It’s always data loss, isn’t it? Probably because it’s so painful. I only lost a couple of screenshots once, because I ran `rm *` in `$HOME`. No `-r`, though, so it only picked up those few stray JPGs.

One of the worst moments in the recent past (a few years ago, I think) was probably running `iptables -nvL | less` on all of our client-facing OpenVPN servers at the same time (something like clusterssh).

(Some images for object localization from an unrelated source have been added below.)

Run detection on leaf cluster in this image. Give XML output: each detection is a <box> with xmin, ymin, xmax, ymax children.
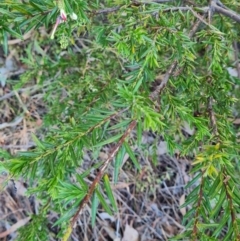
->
<box><xmin>0</xmin><ymin>0</ymin><xmax>240</xmax><ymax>240</ymax></box>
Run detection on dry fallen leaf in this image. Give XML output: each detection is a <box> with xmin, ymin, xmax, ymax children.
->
<box><xmin>122</xmin><ymin>224</ymin><xmax>139</xmax><ymax>241</ymax></box>
<box><xmin>179</xmin><ymin>194</ymin><xmax>186</xmax><ymax>216</ymax></box>
<box><xmin>233</xmin><ymin>118</ymin><xmax>240</xmax><ymax>125</ymax></box>
<box><xmin>98</xmin><ymin>212</ymin><xmax>115</xmax><ymax>222</ymax></box>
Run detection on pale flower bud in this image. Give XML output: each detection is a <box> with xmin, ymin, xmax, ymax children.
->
<box><xmin>60</xmin><ymin>9</ymin><xmax>67</xmax><ymax>21</ymax></box>
<box><xmin>70</xmin><ymin>12</ymin><xmax>78</xmax><ymax>20</ymax></box>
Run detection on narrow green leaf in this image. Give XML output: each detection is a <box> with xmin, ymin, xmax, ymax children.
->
<box><xmin>94</xmin><ymin>133</ymin><xmax>122</xmax><ymax>147</ymax></box>
<box><xmin>133</xmin><ymin>77</ymin><xmax>143</xmax><ymax>93</ymax></box>
<box><xmin>49</xmin><ymin>152</ymin><xmax>57</xmax><ymax>175</ymax></box>
<box><xmin>29</xmin><ymin>1</ymin><xmax>45</xmax><ymax>12</ymax></box>
<box><xmin>30</xmin><ymin>162</ymin><xmax>38</xmax><ymax>180</ymax></box>
<box><xmin>202</xmin><ymin>193</ymin><xmax>212</xmax><ymax>214</ymax></box>
<box><xmin>108</xmin><ymin>120</ymin><xmax>131</xmax><ymax>130</ymax></box>
<box><xmin>3</xmin><ymin>31</ymin><xmax>8</xmax><ymax>55</ymax></box>
<box><xmin>185</xmin><ymin>172</ymin><xmax>202</xmax><ymax>189</ymax></box>
<box><xmin>95</xmin><ymin>188</ymin><xmax>112</xmax><ymax>215</ymax></box>
<box><xmin>123</xmin><ymin>141</ymin><xmax>140</xmax><ymax>170</ymax></box>
<box><xmin>114</xmin><ymin>145</ymin><xmax>125</xmax><ymax>183</ymax></box>
<box><xmin>210</xmin><ymin>188</ymin><xmax>226</xmax><ymax>218</ymax></box>
<box><xmin>222</xmin><ymin>225</ymin><xmax>233</xmax><ymax>241</ymax></box>
<box><xmin>31</xmin><ymin>133</ymin><xmax>45</xmax><ymax>150</ymax></box>
<box><xmin>209</xmin><ymin>174</ymin><xmax>222</xmax><ymax>198</ymax></box>
<box><xmin>45</xmin><ymin>6</ymin><xmax>58</xmax><ymax>26</ymax></box>
<box><xmin>12</xmin><ymin>5</ymin><xmax>33</xmax><ymax>15</ymax></box>
<box><xmin>64</xmin><ymin>0</ymin><xmax>74</xmax><ymax>14</ymax></box>
<box><xmin>181</xmin><ymin>193</ymin><xmax>198</xmax><ymax>208</ymax></box>
<box><xmin>212</xmin><ymin>210</ymin><xmax>230</xmax><ymax>237</ymax></box>
<box><xmin>197</xmin><ymin>223</ymin><xmax>219</xmax><ymax>229</ymax></box>
<box><xmin>0</xmin><ymin>148</ymin><xmax>11</xmax><ymax>159</ymax></box>
<box><xmin>0</xmin><ymin>8</ymin><xmax>16</xmax><ymax>17</ymax></box>
<box><xmin>53</xmin><ymin>208</ymin><xmax>77</xmax><ymax>227</ymax></box>
<box><xmin>103</xmin><ymin>174</ymin><xmax>117</xmax><ymax>212</ymax></box>
<box><xmin>0</xmin><ymin>161</ymin><xmax>8</xmax><ymax>174</ymax></box>
<box><xmin>182</xmin><ymin>208</ymin><xmax>195</xmax><ymax>225</ymax></box>
<box><xmin>91</xmin><ymin>190</ymin><xmax>99</xmax><ymax>227</ymax></box>
<box><xmin>137</xmin><ymin>121</ymin><xmax>142</xmax><ymax>147</ymax></box>
<box><xmin>80</xmin><ymin>161</ymin><xmax>104</xmax><ymax>178</ymax></box>
<box><xmin>18</xmin><ymin>151</ymin><xmax>42</xmax><ymax>159</ymax></box>
<box><xmin>76</xmin><ymin>174</ymin><xmax>88</xmax><ymax>192</ymax></box>
<box><xmin>3</xmin><ymin>26</ymin><xmax>22</xmax><ymax>39</ymax></box>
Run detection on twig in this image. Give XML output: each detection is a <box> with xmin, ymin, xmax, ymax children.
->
<box><xmin>0</xmin><ymin>217</ymin><xmax>31</xmax><ymax>238</ymax></box>
<box><xmin>133</xmin><ymin>0</ymin><xmax>176</xmax><ymax>4</ymax></box>
<box><xmin>95</xmin><ymin>2</ymin><xmax>193</xmax><ymax>15</ymax></box>
<box><xmin>233</xmin><ymin>41</ymin><xmax>240</xmax><ymax>78</ymax></box>
<box><xmin>7</xmin><ymin>30</ymin><xmax>33</xmax><ymax>45</ymax></box>
<box><xmin>62</xmin><ymin>120</ymin><xmax>137</xmax><ymax>241</ymax></box>
<box><xmin>223</xmin><ymin>168</ymin><xmax>240</xmax><ymax>239</ymax></box>
<box><xmin>0</xmin><ymin>144</ymin><xmax>35</xmax><ymax>149</ymax></box>
<box><xmin>192</xmin><ymin>171</ymin><xmax>205</xmax><ymax>240</ymax></box>
<box><xmin>212</xmin><ymin>2</ymin><xmax>240</xmax><ymax>24</ymax></box>
<box><xmin>149</xmin><ymin>60</ymin><xmax>178</xmax><ymax>100</ymax></box>
<box><xmin>215</xmin><ymin>0</ymin><xmax>228</xmax><ymax>9</ymax></box>
<box><xmin>93</xmin><ymin>1</ymin><xmax>240</xmax><ymax>25</ymax></box>
<box><xmin>0</xmin><ymin>115</ymin><xmax>24</xmax><ymax>130</ymax></box>
<box><xmin>206</xmin><ymin>3</ymin><xmax>218</xmax><ymax>137</ymax></box>
<box><xmin>161</xmin><ymin>6</ymin><xmax>191</xmax><ymax>12</ymax></box>
<box><xmin>0</xmin><ymin>73</ymin><xmax>60</xmax><ymax>102</ymax></box>
<box><xmin>208</xmin><ymin>97</ymin><xmax>218</xmax><ymax>135</ymax></box>
<box><xmin>188</xmin><ymin>6</ymin><xmax>217</xmax><ymax>30</ymax></box>
<box><xmin>150</xmin><ymin>14</ymin><xmax>206</xmax><ymax>100</ymax></box>
<box><xmin>95</xmin><ymin>6</ymin><xmax>121</xmax><ymax>14</ymax></box>
<box><xmin>14</xmin><ymin>90</ymin><xmax>30</xmax><ymax>115</ymax></box>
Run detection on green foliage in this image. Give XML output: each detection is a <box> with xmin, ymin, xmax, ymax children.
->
<box><xmin>16</xmin><ymin>215</ymin><xmax>49</xmax><ymax>241</ymax></box>
<box><xmin>1</xmin><ymin>0</ymin><xmax>240</xmax><ymax>240</ymax></box>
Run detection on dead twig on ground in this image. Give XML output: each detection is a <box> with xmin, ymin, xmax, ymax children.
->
<box><xmin>0</xmin><ymin>115</ymin><xmax>24</xmax><ymax>130</ymax></box>
<box><xmin>0</xmin><ymin>217</ymin><xmax>31</xmax><ymax>238</ymax></box>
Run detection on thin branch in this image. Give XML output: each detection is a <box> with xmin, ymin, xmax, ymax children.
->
<box><xmin>94</xmin><ymin>6</ymin><xmax>121</xmax><ymax>14</ymax></box>
<box><xmin>188</xmin><ymin>6</ymin><xmax>217</xmax><ymax>30</ymax></box>
<box><xmin>93</xmin><ymin>1</ymin><xmax>175</xmax><ymax>14</ymax></box>
<box><xmin>213</xmin><ymin>2</ymin><xmax>240</xmax><ymax>23</ymax></box>
<box><xmin>206</xmin><ymin>4</ymin><xmax>218</xmax><ymax>137</ymax></box>
<box><xmin>35</xmin><ymin>107</ymin><xmax>130</xmax><ymax>164</ymax></box>
<box><xmin>133</xmin><ymin>0</ymin><xmax>176</xmax><ymax>4</ymax></box>
<box><xmin>149</xmin><ymin>60</ymin><xmax>178</xmax><ymax>100</ymax></box>
<box><xmin>64</xmin><ymin>120</ymin><xmax>137</xmax><ymax>239</ymax></box>
<box><xmin>0</xmin><ymin>115</ymin><xmax>24</xmax><ymax>130</ymax></box>
<box><xmin>93</xmin><ymin>1</ymin><xmax>240</xmax><ymax>25</ymax></box>
<box><xmin>208</xmin><ymin>97</ymin><xmax>218</xmax><ymax>136</ymax></box>
<box><xmin>0</xmin><ymin>144</ymin><xmax>35</xmax><ymax>149</ymax></box>
<box><xmin>14</xmin><ymin>90</ymin><xmax>30</xmax><ymax>115</ymax></box>
<box><xmin>162</xmin><ymin>6</ymin><xmax>191</xmax><ymax>12</ymax></box>
<box><xmin>94</xmin><ymin>1</ymin><xmax>198</xmax><ymax>15</ymax></box>
<box><xmin>0</xmin><ymin>217</ymin><xmax>31</xmax><ymax>238</ymax></box>
<box><xmin>0</xmin><ymin>74</ymin><xmax>59</xmax><ymax>102</ymax></box>
<box><xmin>192</xmin><ymin>172</ymin><xmax>205</xmax><ymax>240</ymax></box>
<box><xmin>150</xmin><ymin>14</ymin><xmax>206</xmax><ymax>100</ymax></box>
<box><xmin>233</xmin><ymin>41</ymin><xmax>240</xmax><ymax>78</ymax></box>
<box><xmin>223</xmin><ymin>168</ymin><xmax>240</xmax><ymax>239</ymax></box>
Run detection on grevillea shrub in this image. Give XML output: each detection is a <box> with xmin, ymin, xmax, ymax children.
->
<box><xmin>0</xmin><ymin>1</ymin><xmax>240</xmax><ymax>240</ymax></box>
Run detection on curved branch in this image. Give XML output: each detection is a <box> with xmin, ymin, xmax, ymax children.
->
<box><xmin>63</xmin><ymin>120</ymin><xmax>137</xmax><ymax>240</ymax></box>
<box><xmin>213</xmin><ymin>3</ymin><xmax>240</xmax><ymax>23</ymax></box>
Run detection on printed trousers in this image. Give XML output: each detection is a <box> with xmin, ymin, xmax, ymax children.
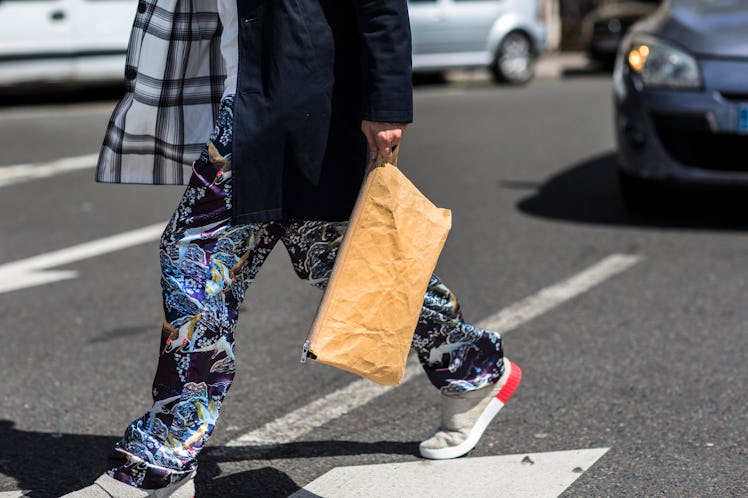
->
<box><xmin>107</xmin><ymin>98</ymin><xmax>505</xmax><ymax>489</ymax></box>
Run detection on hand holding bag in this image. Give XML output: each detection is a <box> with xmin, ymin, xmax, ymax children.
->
<box><xmin>300</xmin><ymin>149</ymin><xmax>452</xmax><ymax>386</ymax></box>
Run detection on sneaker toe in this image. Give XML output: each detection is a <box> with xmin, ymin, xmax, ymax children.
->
<box><xmin>419</xmin><ymin>429</ymin><xmax>469</xmax><ymax>450</ymax></box>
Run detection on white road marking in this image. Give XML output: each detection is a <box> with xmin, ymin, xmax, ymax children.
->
<box><xmin>289</xmin><ymin>448</ymin><xmax>611</xmax><ymax>498</ymax></box>
<box><xmin>226</xmin><ymin>254</ymin><xmax>641</xmax><ymax>447</ymax></box>
<box><xmin>0</xmin><ymin>222</ymin><xmax>165</xmax><ymax>294</ymax></box>
<box><xmin>0</xmin><ymin>491</ymin><xmax>30</xmax><ymax>498</ymax></box>
<box><xmin>0</xmin><ymin>153</ymin><xmax>97</xmax><ymax>187</ymax></box>
<box><xmin>226</xmin><ymin>357</ymin><xmax>421</xmax><ymax>447</ymax></box>
<box><xmin>0</xmin><ymin>255</ymin><xmax>633</xmax><ymax>498</ymax></box>
<box><xmin>480</xmin><ymin>254</ymin><xmax>642</xmax><ymax>333</ymax></box>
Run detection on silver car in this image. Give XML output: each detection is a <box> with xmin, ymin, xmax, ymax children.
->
<box><xmin>0</xmin><ymin>0</ymin><xmax>133</xmax><ymax>88</ymax></box>
<box><xmin>409</xmin><ymin>0</ymin><xmax>547</xmax><ymax>84</ymax></box>
<box><xmin>613</xmin><ymin>0</ymin><xmax>748</xmax><ymax>208</ymax></box>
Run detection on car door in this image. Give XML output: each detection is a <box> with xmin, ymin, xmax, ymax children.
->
<box><xmin>0</xmin><ymin>0</ymin><xmax>75</xmax><ymax>85</ymax></box>
<box><xmin>409</xmin><ymin>0</ymin><xmax>450</xmax><ymax>60</ymax></box>
<box><xmin>441</xmin><ymin>0</ymin><xmax>503</xmax><ymax>54</ymax></box>
<box><xmin>70</xmin><ymin>0</ymin><xmax>134</xmax><ymax>82</ymax></box>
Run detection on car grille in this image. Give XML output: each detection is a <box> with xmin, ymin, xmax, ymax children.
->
<box><xmin>650</xmin><ymin>111</ymin><xmax>748</xmax><ymax>172</ymax></box>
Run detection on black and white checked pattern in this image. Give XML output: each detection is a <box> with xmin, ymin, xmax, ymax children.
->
<box><xmin>97</xmin><ymin>0</ymin><xmax>226</xmax><ymax>185</ymax></box>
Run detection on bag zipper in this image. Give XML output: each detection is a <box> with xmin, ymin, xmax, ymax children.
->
<box><xmin>299</xmin><ymin>159</ymin><xmax>387</xmax><ymax>364</ymax></box>
<box><xmin>300</xmin><ymin>340</ymin><xmax>312</xmax><ymax>363</ymax></box>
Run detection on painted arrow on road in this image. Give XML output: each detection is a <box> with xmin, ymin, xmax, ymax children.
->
<box><xmin>0</xmin><ymin>223</ymin><xmax>165</xmax><ymax>294</ymax></box>
<box><xmin>0</xmin><ymin>491</ymin><xmax>30</xmax><ymax>498</ymax></box>
<box><xmin>289</xmin><ymin>448</ymin><xmax>610</xmax><ymax>498</ymax></box>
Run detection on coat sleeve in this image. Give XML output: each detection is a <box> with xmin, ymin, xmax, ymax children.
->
<box><xmin>352</xmin><ymin>0</ymin><xmax>414</xmax><ymax>123</ymax></box>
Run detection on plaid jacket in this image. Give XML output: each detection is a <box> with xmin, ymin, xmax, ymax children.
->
<box><xmin>96</xmin><ymin>0</ymin><xmax>225</xmax><ymax>185</ymax></box>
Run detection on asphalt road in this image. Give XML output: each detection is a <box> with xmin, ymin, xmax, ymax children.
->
<box><xmin>0</xmin><ymin>74</ymin><xmax>746</xmax><ymax>497</ymax></box>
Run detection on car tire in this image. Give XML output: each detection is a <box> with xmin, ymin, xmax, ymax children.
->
<box><xmin>491</xmin><ymin>31</ymin><xmax>536</xmax><ymax>85</ymax></box>
<box><xmin>618</xmin><ymin>170</ymin><xmax>658</xmax><ymax>212</ymax></box>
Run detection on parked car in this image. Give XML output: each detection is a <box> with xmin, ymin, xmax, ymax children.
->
<box><xmin>613</xmin><ymin>0</ymin><xmax>748</xmax><ymax>209</ymax></box>
<box><xmin>582</xmin><ymin>0</ymin><xmax>661</xmax><ymax>68</ymax></box>
<box><xmin>408</xmin><ymin>0</ymin><xmax>547</xmax><ymax>84</ymax></box>
<box><xmin>0</xmin><ymin>0</ymin><xmax>134</xmax><ymax>88</ymax></box>
<box><xmin>1</xmin><ymin>0</ymin><xmax>546</xmax><ymax>89</ymax></box>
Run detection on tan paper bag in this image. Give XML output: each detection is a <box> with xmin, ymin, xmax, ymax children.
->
<box><xmin>301</xmin><ymin>151</ymin><xmax>452</xmax><ymax>386</ymax></box>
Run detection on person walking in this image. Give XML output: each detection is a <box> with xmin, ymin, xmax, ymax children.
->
<box><xmin>65</xmin><ymin>0</ymin><xmax>521</xmax><ymax>496</ymax></box>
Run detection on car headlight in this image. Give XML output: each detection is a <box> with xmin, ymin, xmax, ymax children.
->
<box><xmin>625</xmin><ymin>34</ymin><xmax>701</xmax><ymax>90</ymax></box>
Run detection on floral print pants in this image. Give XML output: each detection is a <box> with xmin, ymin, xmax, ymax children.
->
<box><xmin>107</xmin><ymin>97</ymin><xmax>505</xmax><ymax>489</ymax></box>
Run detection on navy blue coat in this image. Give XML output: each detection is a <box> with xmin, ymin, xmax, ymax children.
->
<box><xmin>232</xmin><ymin>0</ymin><xmax>414</xmax><ymax>224</ymax></box>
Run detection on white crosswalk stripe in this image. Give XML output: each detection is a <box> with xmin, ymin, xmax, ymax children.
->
<box><xmin>0</xmin><ymin>491</ymin><xmax>30</xmax><ymax>498</ymax></box>
<box><xmin>0</xmin><ymin>154</ymin><xmax>97</xmax><ymax>187</ymax></box>
<box><xmin>289</xmin><ymin>448</ymin><xmax>611</xmax><ymax>498</ymax></box>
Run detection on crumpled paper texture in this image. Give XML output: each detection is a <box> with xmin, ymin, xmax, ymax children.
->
<box><xmin>307</xmin><ymin>160</ymin><xmax>452</xmax><ymax>386</ymax></box>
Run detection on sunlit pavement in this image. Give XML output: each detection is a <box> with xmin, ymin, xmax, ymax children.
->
<box><xmin>0</xmin><ymin>69</ymin><xmax>745</xmax><ymax>498</ymax></box>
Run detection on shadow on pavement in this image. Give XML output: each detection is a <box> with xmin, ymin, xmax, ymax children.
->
<box><xmin>0</xmin><ymin>85</ymin><xmax>125</xmax><ymax>108</ymax></box>
<box><xmin>515</xmin><ymin>151</ymin><xmax>748</xmax><ymax>231</ymax></box>
<box><xmin>562</xmin><ymin>64</ymin><xmax>611</xmax><ymax>78</ymax></box>
<box><xmin>200</xmin><ymin>441</ymin><xmax>418</xmax><ymax>498</ymax></box>
<box><xmin>0</xmin><ymin>420</ymin><xmax>115</xmax><ymax>498</ymax></box>
<box><xmin>193</xmin><ymin>467</ymin><xmax>302</xmax><ymax>498</ymax></box>
<box><xmin>88</xmin><ymin>325</ymin><xmax>153</xmax><ymax>344</ymax></box>
<box><xmin>411</xmin><ymin>72</ymin><xmax>450</xmax><ymax>87</ymax></box>
<box><xmin>0</xmin><ymin>420</ymin><xmax>418</xmax><ymax>498</ymax></box>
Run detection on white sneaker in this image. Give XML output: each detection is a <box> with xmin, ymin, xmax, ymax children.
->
<box><xmin>419</xmin><ymin>359</ymin><xmax>522</xmax><ymax>460</ymax></box>
<box><xmin>61</xmin><ymin>472</ymin><xmax>195</xmax><ymax>498</ymax></box>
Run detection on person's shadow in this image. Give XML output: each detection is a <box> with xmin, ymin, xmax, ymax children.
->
<box><xmin>515</xmin><ymin>151</ymin><xmax>748</xmax><ymax>231</ymax></box>
<box><xmin>0</xmin><ymin>420</ymin><xmax>418</xmax><ymax>497</ymax></box>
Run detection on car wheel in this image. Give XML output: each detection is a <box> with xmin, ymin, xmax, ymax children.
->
<box><xmin>618</xmin><ymin>170</ymin><xmax>658</xmax><ymax>212</ymax></box>
<box><xmin>491</xmin><ymin>31</ymin><xmax>536</xmax><ymax>85</ymax></box>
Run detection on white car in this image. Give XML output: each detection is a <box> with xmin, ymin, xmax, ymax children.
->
<box><xmin>409</xmin><ymin>0</ymin><xmax>548</xmax><ymax>84</ymax></box>
<box><xmin>0</xmin><ymin>0</ymin><xmax>133</xmax><ymax>88</ymax></box>
<box><xmin>0</xmin><ymin>0</ymin><xmax>547</xmax><ymax>88</ymax></box>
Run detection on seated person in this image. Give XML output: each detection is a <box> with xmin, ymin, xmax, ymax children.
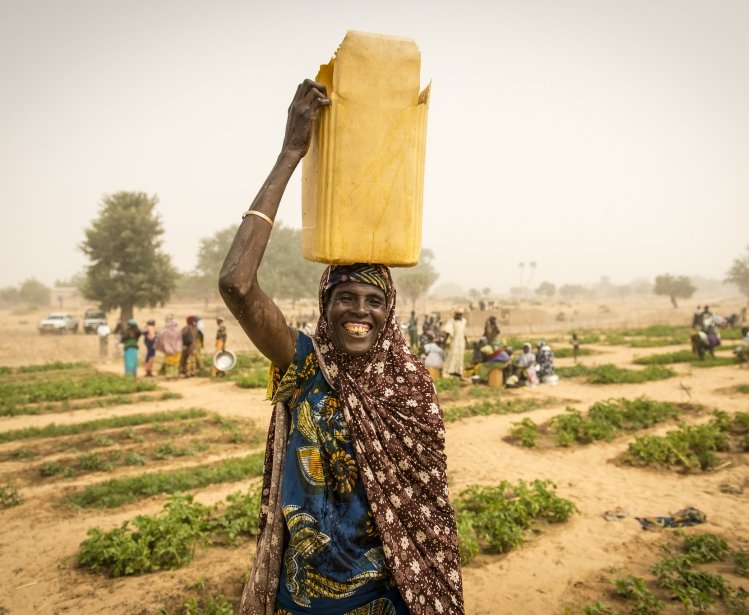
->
<box><xmin>509</xmin><ymin>342</ymin><xmax>538</xmax><ymax>386</ymax></box>
<box><xmin>734</xmin><ymin>327</ymin><xmax>749</xmax><ymax>364</ymax></box>
<box><xmin>536</xmin><ymin>340</ymin><xmax>555</xmax><ymax>381</ymax></box>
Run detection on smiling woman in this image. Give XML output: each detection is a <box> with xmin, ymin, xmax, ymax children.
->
<box><xmin>218</xmin><ymin>80</ymin><xmax>464</xmax><ymax>615</ymax></box>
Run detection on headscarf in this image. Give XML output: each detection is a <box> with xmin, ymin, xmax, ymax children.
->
<box><xmin>156</xmin><ymin>315</ymin><xmax>182</xmax><ymax>355</ymax></box>
<box><xmin>242</xmin><ymin>264</ymin><xmax>464</xmax><ymax>615</ymax></box>
<box><xmin>313</xmin><ymin>264</ymin><xmax>464</xmax><ymax>614</ymax></box>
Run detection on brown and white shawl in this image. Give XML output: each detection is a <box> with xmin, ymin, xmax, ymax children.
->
<box><xmin>240</xmin><ymin>265</ymin><xmax>465</xmax><ymax>615</ymax></box>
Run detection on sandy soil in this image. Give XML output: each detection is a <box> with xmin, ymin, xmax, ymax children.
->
<box><xmin>0</xmin><ymin>298</ymin><xmax>747</xmax><ymax>614</ymax></box>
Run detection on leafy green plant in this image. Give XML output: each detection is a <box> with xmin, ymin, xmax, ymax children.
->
<box><xmin>0</xmin><ymin>408</ymin><xmax>208</xmax><ymax>443</ymax></box>
<box><xmin>735</xmin><ymin>551</ymin><xmax>749</xmax><ymax>577</ymax></box>
<box><xmin>681</xmin><ymin>532</ymin><xmax>729</xmax><ymax>562</ymax></box>
<box><xmin>66</xmin><ymin>453</ymin><xmax>265</xmax><ymax>508</ymax></box>
<box><xmin>582</xmin><ymin>602</ymin><xmax>619</xmax><ymax>615</ymax></box>
<box><xmin>183</xmin><ymin>594</ymin><xmax>234</xmax><ymax>615</ymax></box>
<box><xmin>78</xmin><ymin>489</ymin><xmax>260</xmax><ymax>577</ymax></box>
<box><xmin>635</xmin><ymin>351</ymin><xmax>737</xmax><ymax>367</ymax></box>
<box><xmin>613</xmin><ymin>575</ymin><xmax>663</xmax><ymax>614</ymax></box>
<box><xmin>455</xmin><ymin>479</ymin><xmax>577</xmax><ymax>564</ymax></box>
<box><xmin>0</xmin><ymin>373</ymin><xmax>159</xmax><ymax>416</ymax></box>
<box><xmin>555</xmin><ymin>364</ymin><xmax>675</xmax><ymax>384</ymax></box>
<box><xmin>443</xmin><ymin>397</ymin><xmax>558</xmax><ymax>423</ymax></box>
<box><xmin>0</xmin><ymin>484</ymin><xmax>23</xmax><ymax>508</ymax></box>
<box><xmin>509</xmin><ymin>418</ymin><xmax>539</xmax><ymax>447</ymax></box>
<box><xmin>78</xmin><ymin>494</ymin><xmax>210</xmax><ymax>576</ymax></box>
<box><xmin>624</xmin><ymin>412</ymin><xmax>737</xmax><ymax>470</ymax></box>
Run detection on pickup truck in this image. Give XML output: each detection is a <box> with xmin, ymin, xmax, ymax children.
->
<box><xmin>83</xmin><ymin>309</ymin><xmax>107</xmax><ymax>334</ymax></box>
<box><xmin>38</xmin><ymin>312</ymin><xmax>79</xmax><ymax>334</ymax></box>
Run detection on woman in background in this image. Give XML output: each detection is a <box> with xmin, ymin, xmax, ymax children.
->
<box><xmin>121</xmin><ymin>319</ymin><xmax>141</xmax><ymax>376</ymax></box>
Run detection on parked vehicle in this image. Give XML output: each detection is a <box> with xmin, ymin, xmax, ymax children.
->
<box><xmin>82</xmin><ymin>309</ymin><xmax>107</xmax><ymax>334</ymax></box>
<box><xmin>38</xmin><ymin>312</ymin><xmax>79</xmax><ymax>334</ymax></box>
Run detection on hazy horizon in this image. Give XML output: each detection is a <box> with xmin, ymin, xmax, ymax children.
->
<box><xmin>2</xmin><ymin>0</ymin><xmax>747</xmax><ymax>294</ymax></box>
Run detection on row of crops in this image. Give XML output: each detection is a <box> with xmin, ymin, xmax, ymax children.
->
<box><xmin>1</xmin><ymin>323</ymin><xmax>747</xmax><ymax>614</ymax></box>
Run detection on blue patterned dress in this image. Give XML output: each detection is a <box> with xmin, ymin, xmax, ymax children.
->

That command looks totally harmless. What I didn’t know was that `iptables` grabs a file lock (`/run/xtables.lock`), queries rules from the kernel, prints them, and then releases that lock. In that order. If you have a lot of rules, then writing this output to the pipe will eventually block because the pipe buffer is full. Meaning, the lock is still being held, basically until `less` has read until EOF from the pipe.

Now, when a new clients connects, we had OpenVPN create a new set of iptables rules for this client. And this is where the disaster happened: OpenVPN accepts the connection, then runs `iptables -w -A …`, and then waits for this to finish.

In other words, me running `iptables -nvL | less` grabbed the file lock and the next client that connected tried to grab that lock as well, but it blocked due to `-w` and thus it blocked the entire OpenVPN process. Boom, no more traffic for a couple of hundred VPN clients. Including myself.

(We have since introduced a wrapper script `iptables-show` which basically does `iptables -nvL >foo && less foo`.)

(13-11-2020, 03:24 PM)zge Wrote: lost my bookmark collection I had started when I was 4 years old.

Was that a figure of speech or did you really start this young?